Abstract
Hydroxychloroquine (HCQ) is an antimalarial agent that is commonly used to treat rheumatoid arthritis (RA) and systemic lupus erythematosus (SLE). The present report documents a case of hypoglycaemia due to HCQ in a patient with SLE and diabetes mellitus type 2, in which the HCQ completely replaced the need for daily subcutaneous insulin.
BACKGROUND
A substantial proportion1 of patients with rheumatoid arthritis (RA) carry a diagnosis of diabetes, and many of these patients will fall under the care of non-rheumatologists for their comorbidities. Hydroxychloroquine (HCQ) has been known to have a potent hypoglycaemic effect, and in the past had been studied only in small, relatively unknown trials as a treatment of diabetes mellitus type 2. Recently, this interest has decreased, despite some recent data that may indicate a protective role of HCQ against the onset of diabetes.2 Our case study is a reminder of the potency of the hypoglycaemic effect that HCQ carries, and a call to reinvestigate its role in the treatment of diabetes itself.
CASE PRESENTATION
A 49 year-old woman was seen in our internal medicine clinic. Her past medical history included diabetes mellitus type 2 for 2 years, hypertension, systemic lupus erythematosus (SLE) diagnosed in 1986 and sensorineural hearing loss. At 2 months prior to presentation, she had her first visit with a new rheumatologist and was prescribed HCQ 200 mg twice daily. Other long-standing medications at that time included methotrexate 10 mg weekly, prednisone 10 mg daily, rosiglitazone 8 mg daily, insulin glargine 25 units daily, aspirin 81 mg daily, hydrochlorothiazide 25 mg/triamterene 37.5 mg daily and folic acid 1 mg daily. Her most recent haemoglobin A1c was 6.2%. She had previously been prescribed HCQ approximately 1 year prior but had quickly discontinued it due to stomach upset. She had not noticed any symptoms of hypoglycaemia at that time.
At our outpatient internal medicine evaluation, the patient reported episodes of hypoglycaemia immediately after the initiation of HCQ. Her symptoms included diaphoresis, hunger, nausea and tremulousness. She reported glucometer readings approximating 50 mg/dl during these events. She discontinued the 25 units of insulin glargine, but continued the HCQ, rosiglitazone and her other medications. Her finger sticks normalised within 2 days. At our visit, she reported random finger sticks in the 110–120 mg/dl range. At 2 months after discontinuing her insulin and beginning the HCQ, a repeat haemoglobin A1C had decreased to 5.7%.
OUTCOME AND FOLLOW-UP
At 6 months later her rosiglitazone 8 mg was changed to pioglitazone 45 mg per day, after she expressed concerns about risks regarding rosiglitazone. Her subsequent haemoglobin A1C after this change was 5.8%. Her most recent ophthalmologic exam showed no signs of HCQ toxicity or diabetic retinopathy, and she has not reported any other side effects from this treatment.
DISCUSSION
Antimalarials such as HCQ and chloroquine (CQ) have been long known to cause hypoglycaemia.
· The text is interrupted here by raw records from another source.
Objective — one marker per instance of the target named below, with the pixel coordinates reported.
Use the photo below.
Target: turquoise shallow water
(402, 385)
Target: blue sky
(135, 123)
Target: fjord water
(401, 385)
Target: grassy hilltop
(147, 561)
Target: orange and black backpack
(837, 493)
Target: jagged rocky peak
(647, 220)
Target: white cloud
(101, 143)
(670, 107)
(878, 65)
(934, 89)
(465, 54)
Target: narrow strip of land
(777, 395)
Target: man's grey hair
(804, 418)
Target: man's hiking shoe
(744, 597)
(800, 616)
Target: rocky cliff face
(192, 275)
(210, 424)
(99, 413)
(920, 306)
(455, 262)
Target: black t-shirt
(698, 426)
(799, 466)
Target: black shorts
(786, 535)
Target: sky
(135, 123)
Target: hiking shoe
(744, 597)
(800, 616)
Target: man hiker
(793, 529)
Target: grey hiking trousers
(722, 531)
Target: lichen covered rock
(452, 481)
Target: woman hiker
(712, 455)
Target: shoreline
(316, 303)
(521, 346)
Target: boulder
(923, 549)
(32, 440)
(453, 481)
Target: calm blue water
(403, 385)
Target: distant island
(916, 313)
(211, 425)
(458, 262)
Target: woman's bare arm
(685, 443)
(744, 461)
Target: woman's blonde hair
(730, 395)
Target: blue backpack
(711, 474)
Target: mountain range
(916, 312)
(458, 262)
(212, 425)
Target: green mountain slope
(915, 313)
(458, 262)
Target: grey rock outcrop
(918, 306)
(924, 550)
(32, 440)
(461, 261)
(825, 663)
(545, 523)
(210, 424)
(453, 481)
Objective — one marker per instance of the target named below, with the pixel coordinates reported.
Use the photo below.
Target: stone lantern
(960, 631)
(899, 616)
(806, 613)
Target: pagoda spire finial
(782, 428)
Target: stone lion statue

The mode of hypoglycaemic action may occur due to inhibition of intracellular degradation of insulin,3 increased insulin secretion in pancreatic islet cells,4 and inhibition of hepatocyte gluconeogenesis.5 HCQ appears to have a linear dose-effect relationship for increasing insulin levels over a range of HCQ concentrations.6 Though HCQ has become the medication of choice in rheumatic diseases due to its decreased ocular toxicity compared to CQ,7 we reviewed the following case reports and trials of both medications in order to better understand any potential “class effect” seen for their usage in patients with diabetes.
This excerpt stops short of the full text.